I’m sure there’s a correlation between the not-getting-ahead in life and my desire to avoid unpleasant work situations. But the fact of the matter is that I am accustomed to working from home, much more so than in an office.
I find most offices banal, along with the people who work in them. I really don’t care what you were watching on TV last night. I don’t care about the new diet you’re on. I don’t care about how drunk you got or how epically you vomited everywhere as a result.
My last work environment was filled with a lot of recent grads who were still big into the partying lifestyle. And honestly I wasn’t even that big into the partying lifestyle when I was in my early 20s. I was married at 20, had my first kid just before I turned 24 and I settled into raising babies and making bread and soap and going back to school. I didn’t get my degree until I was 31.

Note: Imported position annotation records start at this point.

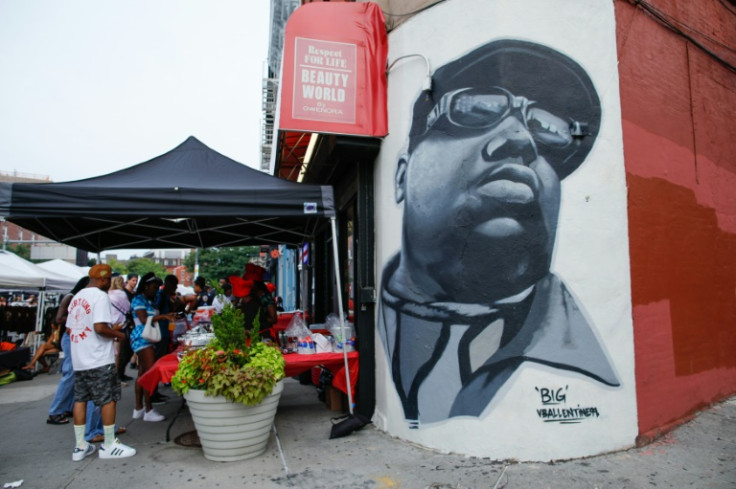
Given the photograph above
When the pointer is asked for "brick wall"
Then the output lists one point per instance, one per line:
(677, 106)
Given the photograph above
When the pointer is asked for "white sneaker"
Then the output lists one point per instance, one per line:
(79, 453)
(117, 450)
(153, 416)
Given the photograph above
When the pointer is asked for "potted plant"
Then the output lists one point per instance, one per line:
(232, 387)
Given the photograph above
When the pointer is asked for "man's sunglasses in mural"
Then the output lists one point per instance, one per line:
(484, 108)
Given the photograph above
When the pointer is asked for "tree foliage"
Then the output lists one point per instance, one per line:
(141, 266)
(215, 263)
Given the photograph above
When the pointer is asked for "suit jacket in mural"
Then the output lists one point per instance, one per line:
(450, 359)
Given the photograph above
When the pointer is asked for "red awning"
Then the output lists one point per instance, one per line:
(334, 71)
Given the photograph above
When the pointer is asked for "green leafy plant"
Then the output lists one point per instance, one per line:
(235, 365)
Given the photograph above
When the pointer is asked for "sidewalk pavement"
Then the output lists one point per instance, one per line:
(700, 454)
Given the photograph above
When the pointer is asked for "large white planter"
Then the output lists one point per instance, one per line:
(228, 431)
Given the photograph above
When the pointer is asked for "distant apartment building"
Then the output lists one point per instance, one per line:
(42, 248)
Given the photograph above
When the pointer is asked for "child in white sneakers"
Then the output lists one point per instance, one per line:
(93, 358)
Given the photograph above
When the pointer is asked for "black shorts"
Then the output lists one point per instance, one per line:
(100, 385)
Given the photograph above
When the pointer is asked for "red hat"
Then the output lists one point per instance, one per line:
(241, 287)
(100, 271)
(254, 272)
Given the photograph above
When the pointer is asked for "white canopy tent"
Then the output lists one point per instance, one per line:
(19, 274)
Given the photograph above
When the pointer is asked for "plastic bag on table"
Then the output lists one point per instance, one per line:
(296, 331)
(332, 323)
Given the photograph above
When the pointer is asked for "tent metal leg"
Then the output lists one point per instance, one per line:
(341, 310)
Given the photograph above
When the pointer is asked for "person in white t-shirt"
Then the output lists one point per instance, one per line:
(92, 335)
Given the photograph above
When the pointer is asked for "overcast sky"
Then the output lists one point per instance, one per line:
(88, 87)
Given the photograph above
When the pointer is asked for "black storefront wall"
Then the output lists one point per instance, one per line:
(347, 163)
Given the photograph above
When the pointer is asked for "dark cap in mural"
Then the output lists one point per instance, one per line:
(562, 109)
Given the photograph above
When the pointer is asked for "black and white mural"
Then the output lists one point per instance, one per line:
(471, 296)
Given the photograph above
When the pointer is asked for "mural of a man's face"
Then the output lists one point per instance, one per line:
(480, 182)
(477, 191)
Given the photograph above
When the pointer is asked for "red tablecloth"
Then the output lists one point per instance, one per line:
(166, 366)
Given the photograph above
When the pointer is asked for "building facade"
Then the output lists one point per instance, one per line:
(548, 271)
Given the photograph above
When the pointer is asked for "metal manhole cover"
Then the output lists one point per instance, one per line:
(188, 439)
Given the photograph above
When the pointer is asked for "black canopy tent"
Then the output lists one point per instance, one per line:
(190, 197)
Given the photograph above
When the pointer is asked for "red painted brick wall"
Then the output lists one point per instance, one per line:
(678, 109)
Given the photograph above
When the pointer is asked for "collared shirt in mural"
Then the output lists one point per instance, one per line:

As far as work places go, I’m far better suited to libraries. They don’t pay shit for part-timers, but it’s a nice way to get out of the house and at least the work environment suits me better. It’s quiet, people are more intellectual than focused on dumb stuff, and conversations are almost never about drinking until you puke. You can be brainy and bookish and nobody celebrates making bad decisions under the influence of alcohol, let alone naming the whole department accordingly. (No thank you, I am not like anyone’s drunk uncle and don’t want to be. Just because my kids are older doesn’t mean I now want to binge-drink as a lifestyle.)
Because my last library job had such weird hours and they had a weird policy of having to make up your hours for holidays (which was even harder to fit into their limited hours of operation), I couldn’t make it work with having to pick up the kids from school. But the environment was great for me. I’ll probably look for another part-time library job once the kids graduate.
So in the meantime, yeah, I have to find a plan B and I’m not happy about that. I’m still licking my wounds about not being able to work full-time, and my new realization scares me more than a little.
But I’m also surprisingly relieved and happy not to do the FT work life. There’s no perfect job (and freelancing certainly isn’t it) but you know, it really could be worse.